Cow is a 2021 British documentary film by Andrea Arnold, revolving around the life of a dairy cow.

The film premiered at the Cannes Film Festival on 8 July 2021.

==Synopsis==
The film, shot in cinéma vérité-style, portrays the life of a female dairy cow, called Luma, at Park Farm in Kent, England.

==Production==
Andrea Arnold had wanted to make a documentary revolving around an animal for years, and considered making one about a chicken, but ultimately kept coming back to a cow because she found their lives "interesting to look at." The film follows a milking cow and her calf, with Arnold warning the farmers about the potential response their farm would receive once the film was released. Arnold wanted the audience to "see" the cow, with real feelings, as well as "show the aliveness of a nonhuman animal." Production took place over the course of several years, with post-production taking place while Arnold was editing the second season of Big Little Lies. Arnold has further stated that the film was intended as a presentation of life, and is not political or vegan media. She has stated, "I'm not going to talk about that because I don’t want it to become about that." Rather, Arnold said "our relationship with the millions of non-human lives we use is very much part of our existence. I made Cow to invite engagement with that."

==Release==
Cow had its world premiere at the Cannes Film Festival on 8 July 2021. Prior to, MUBI acquired distribution rights to the film in the UK, Ireland and Turkey. That same month, IFC Films acquired US distribution rights. It was also selected in 'Icon' section of 26th Busan International Film Festival and was screened on 11 October 2021.

==Reception==
In the UK, the film earned $28,790 from 34 theaters in its opening weekend.
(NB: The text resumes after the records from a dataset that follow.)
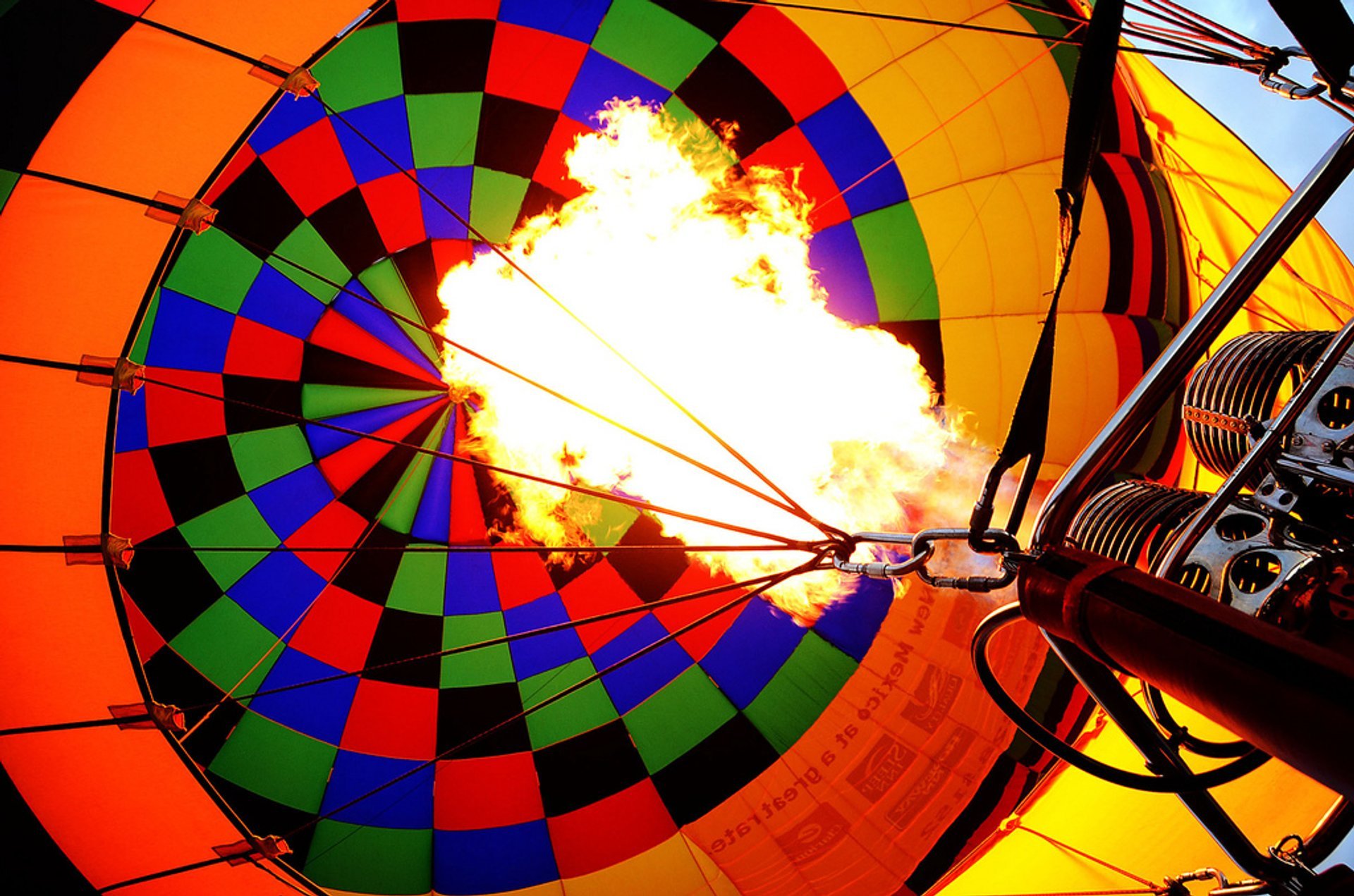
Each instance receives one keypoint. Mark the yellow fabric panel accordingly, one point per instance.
(1147, 834)
(986, 360)
(867, 791)
(676, 868)
(157, 114)
(290, 32)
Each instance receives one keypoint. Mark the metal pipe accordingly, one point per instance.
(1195, 338)
(1260, 453)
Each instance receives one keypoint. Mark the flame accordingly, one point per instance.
(697, 274)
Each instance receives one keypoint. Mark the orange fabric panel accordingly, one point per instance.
(157, 114)
(290, 32)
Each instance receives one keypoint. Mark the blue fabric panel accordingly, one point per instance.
(532, 656)
(379, 324)
(291, 116)
(386, 123)
(836, 254)
(319, 711)
(641, 678)
(453, 187)
(850, 625)
(600, 80)
(405, 806)
(325, 441)
(470, 585)
(188, 335)
(752, 651)
(577, 19)
(850, 148)
(278, 591)
(493, 860)
(276, 302)
(432, 523)
(288, 501)
(130, 434)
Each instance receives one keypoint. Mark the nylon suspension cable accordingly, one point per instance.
(551, 700)
(602, 340)
(449, 343)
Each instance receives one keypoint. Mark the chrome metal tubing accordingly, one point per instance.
(1193, 340)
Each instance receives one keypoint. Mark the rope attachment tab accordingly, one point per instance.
(190, 214)
(293, 79)
(110, 372)
(150, 715)
(254, 849)
(97, 550)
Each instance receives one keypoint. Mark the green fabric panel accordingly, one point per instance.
(677, 718)
(798, 693)
(263, 455)
(899, 264)
(420, 582)
(403, 505)
(580, 711)
(443, 128)
(224, 643)
(652, 41)
(324, 400)
(484, 666)
(235, 523)
(362, 69)
(697, 128)
(372, 860)
(216, 270)
(148, 325)
(385, 283)
(7, 180)
(306, 247)
(294, 773)
(494, 203)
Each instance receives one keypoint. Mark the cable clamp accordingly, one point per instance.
(150, 715)
(293, 79)
(97, 550)
(110, 372)
(254, 849)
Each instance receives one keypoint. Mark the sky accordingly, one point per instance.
(1288, 135)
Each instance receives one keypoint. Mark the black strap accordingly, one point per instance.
(1028, 434)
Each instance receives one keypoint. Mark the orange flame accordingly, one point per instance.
(696, 272)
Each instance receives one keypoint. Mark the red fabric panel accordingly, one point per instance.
(312, 167)
(534, 67)
(611, 830)
(393, 720)
(338, 630)
(487, 792)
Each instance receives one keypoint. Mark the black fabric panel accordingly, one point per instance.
(181, 685)
(588, 768)
(715, 19)
(714, 769)
(512, 135)
(469, 712)
(724, 90)
(400, 635)
(256, 207)
(197, 475)
(169, 587)
(369, 575)
(446, 57)
(347, 226)
(256, 403)
(647, 573)
(48, 49)
(922, 336)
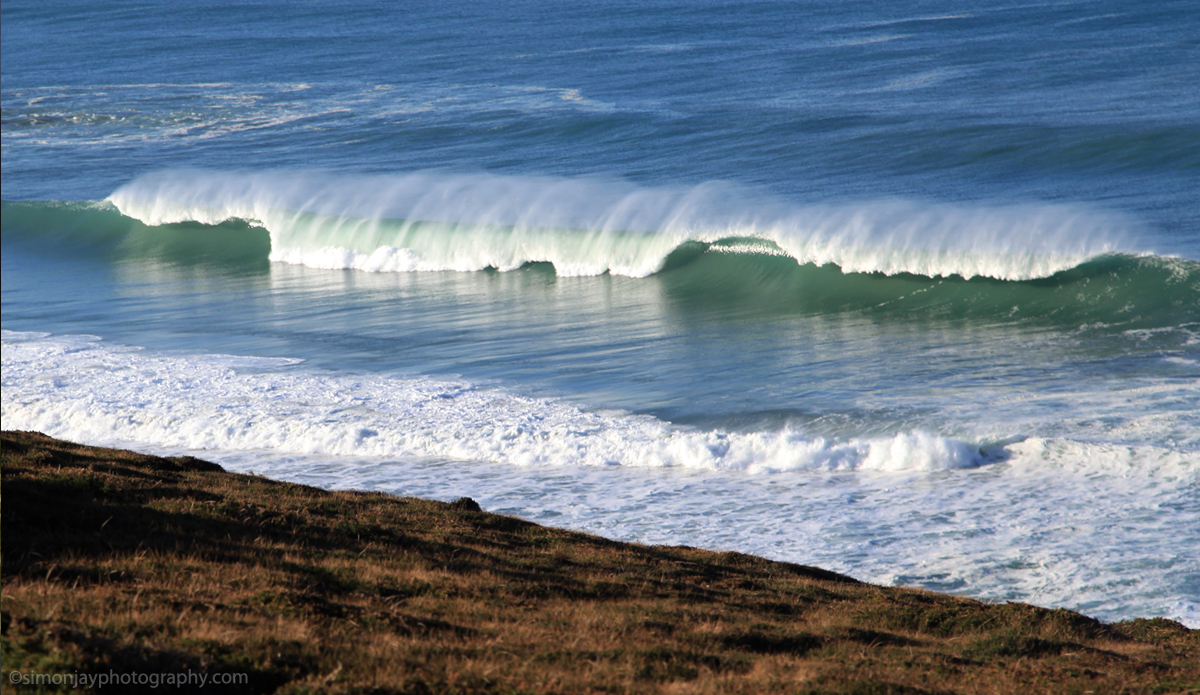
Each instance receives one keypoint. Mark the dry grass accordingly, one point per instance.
(117, 561)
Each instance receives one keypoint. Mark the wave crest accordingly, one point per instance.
(429, 221)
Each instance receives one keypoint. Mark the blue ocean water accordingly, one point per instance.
(906, 291)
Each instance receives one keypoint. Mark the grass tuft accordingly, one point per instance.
(119, 562)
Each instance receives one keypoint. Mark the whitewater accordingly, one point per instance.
(907, 293)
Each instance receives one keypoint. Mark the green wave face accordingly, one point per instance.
(99, 229)
(1117, 291)
(735, 275)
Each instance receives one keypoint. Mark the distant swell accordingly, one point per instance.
(585, 227)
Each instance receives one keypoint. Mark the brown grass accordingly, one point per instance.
(120, 562)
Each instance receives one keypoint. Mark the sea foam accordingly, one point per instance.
(429, 221)
(82, 388)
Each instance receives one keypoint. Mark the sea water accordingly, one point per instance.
(906, 291)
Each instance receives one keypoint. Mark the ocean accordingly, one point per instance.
(906, 291)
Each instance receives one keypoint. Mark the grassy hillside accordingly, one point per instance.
(119, 562)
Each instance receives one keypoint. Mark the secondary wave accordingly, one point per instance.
(430, 221)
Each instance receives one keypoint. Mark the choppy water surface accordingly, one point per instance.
(906, 293)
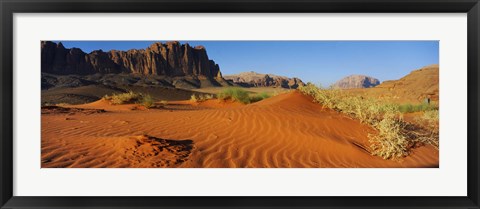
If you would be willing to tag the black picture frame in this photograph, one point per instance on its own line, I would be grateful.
(9, 7)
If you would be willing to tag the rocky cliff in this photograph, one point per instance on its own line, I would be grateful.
(356, 81)
(253, 79)
(169, 59)
(417, 85)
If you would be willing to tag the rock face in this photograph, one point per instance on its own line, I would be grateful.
(171, 59)
(356, 81)
(253, 79)
(416, 86)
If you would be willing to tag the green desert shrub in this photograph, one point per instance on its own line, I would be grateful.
(163, 102)
(259, 97)
(406, 108)
(236, 94)
(147, 101)
(392, 140)
(194, 98)
(124, 98)
(131, 97)
(431, 120)
(200, 97)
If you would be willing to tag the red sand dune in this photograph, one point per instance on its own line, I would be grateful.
(287, 130)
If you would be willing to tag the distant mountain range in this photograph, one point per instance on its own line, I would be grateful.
(169, 64)
(417, 85)
(356, 81)
(170, 59)
(254, 79)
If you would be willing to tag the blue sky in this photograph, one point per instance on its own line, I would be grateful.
(320, 62)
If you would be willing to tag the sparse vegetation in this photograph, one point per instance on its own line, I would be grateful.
(260, 96)
(393, 140)
(163, 102)
(131, 97)
(240, 95)
(200, 97)
(147, 101)
(123, 98)
(406, 108)
(236, 94)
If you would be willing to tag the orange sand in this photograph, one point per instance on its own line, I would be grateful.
(287, 130)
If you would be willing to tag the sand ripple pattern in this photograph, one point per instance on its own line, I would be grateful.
(286, 131)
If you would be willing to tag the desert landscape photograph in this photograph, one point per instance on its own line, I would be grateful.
(239, 104)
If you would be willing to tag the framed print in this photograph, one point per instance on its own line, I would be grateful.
(265, 104)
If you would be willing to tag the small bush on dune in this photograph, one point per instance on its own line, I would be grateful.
(194, 98)
(406, 108)
(200, 97)
(131, 97)
(392, 140)
(163, 102)
(147, 101)
(259, 97)
(123, 98)
(236, 94)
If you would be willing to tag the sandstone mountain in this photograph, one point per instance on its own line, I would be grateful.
(356, 81)
(253, 79)
(417, 85)
(170, 59)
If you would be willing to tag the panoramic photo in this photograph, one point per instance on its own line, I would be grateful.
(239, 104)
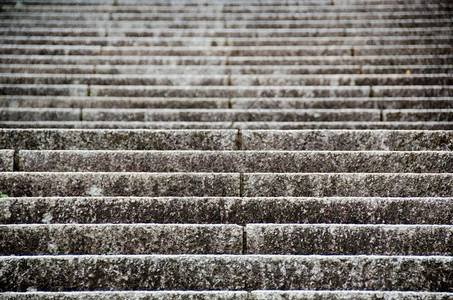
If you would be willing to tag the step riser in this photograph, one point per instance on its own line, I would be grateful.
(229, 125)
(227, 184)
(223, 295)
(223, 70)
(226, 239)
(121, 239)
(55, 139)
(226, 91)
(234, 61)
(253, 272)
(224, 80)
(212, 103)
(228, 210)
(220, 162)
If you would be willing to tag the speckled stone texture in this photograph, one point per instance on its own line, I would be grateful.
(343, 295)
(222, 295)
(346, 184)
(6, 160)
(19, 184)
(118, 139)
(224, 272)
(212, 210)
(244, 161)
(120, 239)
(392, 140)
(350, 239)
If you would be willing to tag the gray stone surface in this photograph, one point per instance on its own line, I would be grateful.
(120, 239)
(112, 102)
(418, 115)
(351, 125)
(6, 160)
(189, 272)
(118, 139)
(20, 184)
(132, 295)
(228, 91)
(337, 295)
(39, 114)
(244, 161)
(350, 239)
(347, 185)
(389, 140)
(229, 115)
(226, 210)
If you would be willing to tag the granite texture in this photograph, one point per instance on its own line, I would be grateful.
(120, 239)
(244, 161)
(118, 139)
(6, 160)
(212, 210)
(349, 239)
(389, 140)
(20, 184)
(347, 185)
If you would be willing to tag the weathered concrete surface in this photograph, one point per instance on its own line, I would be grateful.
(120, 239)
(192, 272)
(350, 239)
(390, 140)
(226, 210)
(351, 125)
(343, 295)
(244, 161)
(131, 295)
(6, 160)
(39, 114)
(118, 139)
(20, 184)
(347, 185)
(109, 102)
(230, 115)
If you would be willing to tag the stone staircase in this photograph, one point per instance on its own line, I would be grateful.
(226, 149)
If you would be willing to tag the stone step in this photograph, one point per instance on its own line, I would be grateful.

Cow has received critical acclaim. A review in New Scientist described it as 'moving and uncomfortable'. Current Affairs said the film 'is a heart-wrenching, hard watch' and shows the viewer that 'this is where your dairy comes from'. It holds a 96% approval rating on review aggregator website Rotten Tomatoes, based on 103 reviews, with a weighted average of 7.6/10. On Metacritic, the film holds a rating of 80 out of 100, based on 29 critics, indicating "universal acclaim".